A community of stranded vacationers, and hotel staff and their families (many of whom lost homes) spent days in the property’s onsite conference room, a storm shelter turned refuge. And they were also active participants in cleaning up the property.

“We had to bring our families as there were no services available,” says Gabriela van der Lee, the hotel’s director of sales and marketing. “So we had children living with us for days following the storm. These areas have special meaning for us.”

Those first days after the hurricane hit are commemorated by displays of remnants from the storm in the hotel’s reimagined Azul Bar. “You see the wall back there?” van der Lee asks, pointing at a display of random cupboard doors assembled like wall paneling. “All of those doors were part of the furniture that got damaged. We wanted to have a memory of the hurricane’s legacy.”

Storm-scattered leather menu covers are also used as bar décor, little noticed by guests sipping sub-zero tequilas and mezcals from the largest selection in Los Cabos.

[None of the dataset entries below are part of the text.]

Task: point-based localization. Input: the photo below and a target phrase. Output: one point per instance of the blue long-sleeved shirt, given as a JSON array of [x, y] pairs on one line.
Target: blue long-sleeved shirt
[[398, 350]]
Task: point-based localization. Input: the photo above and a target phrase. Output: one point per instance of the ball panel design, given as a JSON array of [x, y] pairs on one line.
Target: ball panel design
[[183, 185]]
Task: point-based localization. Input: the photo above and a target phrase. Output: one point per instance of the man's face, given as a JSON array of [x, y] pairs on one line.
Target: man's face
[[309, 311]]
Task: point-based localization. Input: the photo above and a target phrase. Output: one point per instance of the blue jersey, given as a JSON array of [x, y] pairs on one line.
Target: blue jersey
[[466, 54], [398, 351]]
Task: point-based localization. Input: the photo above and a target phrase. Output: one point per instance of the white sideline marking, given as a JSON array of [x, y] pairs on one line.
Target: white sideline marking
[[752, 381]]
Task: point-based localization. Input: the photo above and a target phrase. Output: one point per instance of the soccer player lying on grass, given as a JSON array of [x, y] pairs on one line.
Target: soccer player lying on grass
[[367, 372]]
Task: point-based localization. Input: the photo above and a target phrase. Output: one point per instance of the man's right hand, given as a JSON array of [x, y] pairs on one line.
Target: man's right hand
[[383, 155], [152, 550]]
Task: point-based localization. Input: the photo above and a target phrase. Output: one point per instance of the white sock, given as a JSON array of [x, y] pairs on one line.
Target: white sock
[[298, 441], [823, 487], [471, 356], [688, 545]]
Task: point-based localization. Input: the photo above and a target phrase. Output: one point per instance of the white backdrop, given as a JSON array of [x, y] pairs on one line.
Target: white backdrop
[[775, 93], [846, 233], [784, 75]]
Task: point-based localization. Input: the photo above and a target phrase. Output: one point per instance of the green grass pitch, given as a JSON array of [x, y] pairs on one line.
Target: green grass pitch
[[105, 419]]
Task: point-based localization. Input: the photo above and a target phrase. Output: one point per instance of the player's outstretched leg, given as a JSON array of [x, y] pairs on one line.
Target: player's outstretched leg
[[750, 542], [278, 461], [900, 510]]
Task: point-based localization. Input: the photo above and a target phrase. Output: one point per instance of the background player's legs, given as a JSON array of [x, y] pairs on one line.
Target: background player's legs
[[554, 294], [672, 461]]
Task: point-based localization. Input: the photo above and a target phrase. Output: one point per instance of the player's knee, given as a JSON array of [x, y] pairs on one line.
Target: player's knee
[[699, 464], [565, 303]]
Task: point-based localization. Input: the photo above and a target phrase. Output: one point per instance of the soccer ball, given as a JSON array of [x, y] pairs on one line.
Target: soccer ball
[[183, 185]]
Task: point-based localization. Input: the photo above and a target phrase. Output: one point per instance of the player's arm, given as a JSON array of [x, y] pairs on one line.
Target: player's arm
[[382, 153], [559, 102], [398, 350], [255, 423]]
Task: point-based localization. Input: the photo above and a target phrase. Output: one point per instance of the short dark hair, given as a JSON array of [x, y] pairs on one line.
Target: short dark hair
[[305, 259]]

The recasting of the resort from mid-level to luxury took months of planning. “We were competing in the space where you’d find Westin, Sheraton and Fiesta Americana,” says Tim Booth, the property’s general manager. “We’ve been able to move into a space alongside properties like the JW Marriott, The Cape and into the luxury sector.”

The 65 new La Vista Club Suites feature spacious interiors, extended balconies, marble baths and members-only amenities. The conveniently located La Vista Club Lounge serves daily continental breakfast and afternoon hors d’oeuvres with an open bar featuring Mexican wines and tequilas.

“Not only will guests have access to the Club and 24-hour concierge, they’ll also have ‘preference planners’ who will contact them weeks in advance to coordinate anything from pillow preferences to activities,” says Booth. “We can set up private meal times on your balcony or dining onsite or in the destination,” Booth says.

The gleaming, U-shaped white hotel rises atop a bluff along the Los Cabos corridor, commanding sweeping views across the Sea of Cortés. At the foot of the bluff is the resort’s lovely, calm-water beach. A rock jetty shelters swimmers from the open ocean, while the attentive staff serves guests who lounge beneath umbrellas shading the white sand.

“We spent something like $1 million just on the grounds and landscaping,” Booth says. “Lots of attention went to plant selection, and we have increased our green footprint by 63 percent. A lot of the areas where you now see lawn and plants were very different before the storm.”

A reimagined 7,000-square-foot eforea Spa is the Hilton brand’s first in Mexico. The 15 treatment cabins feature native fresh herb therapies. A Zen Garden and Movement Studio offers an array of classes, and the fitness center boasts TechnoGym and Precor equipment.

The resort created four new dining and bar concepts, and significant improvements were made to its existing restaurants — El Meson (small-plate nibbles and specialty stations) and Madero (sea view, tacos and unique cocktails). The main restaurant is Vela, where refined Italian cuisine is complemented by fresh Mexican ingredients, fresh fish and fine Mexican wines.

Agents can confidently recommend the property to brand-loyal Hilton HHonors vacationers, who will feel right at home. The resort is family-friendly and features the Cabo Kids Club. The property also caters to groups both large and small, and features state-of-the-art convertible meeting space, ocean-facing lawn terraces and venues for beach party-themed events.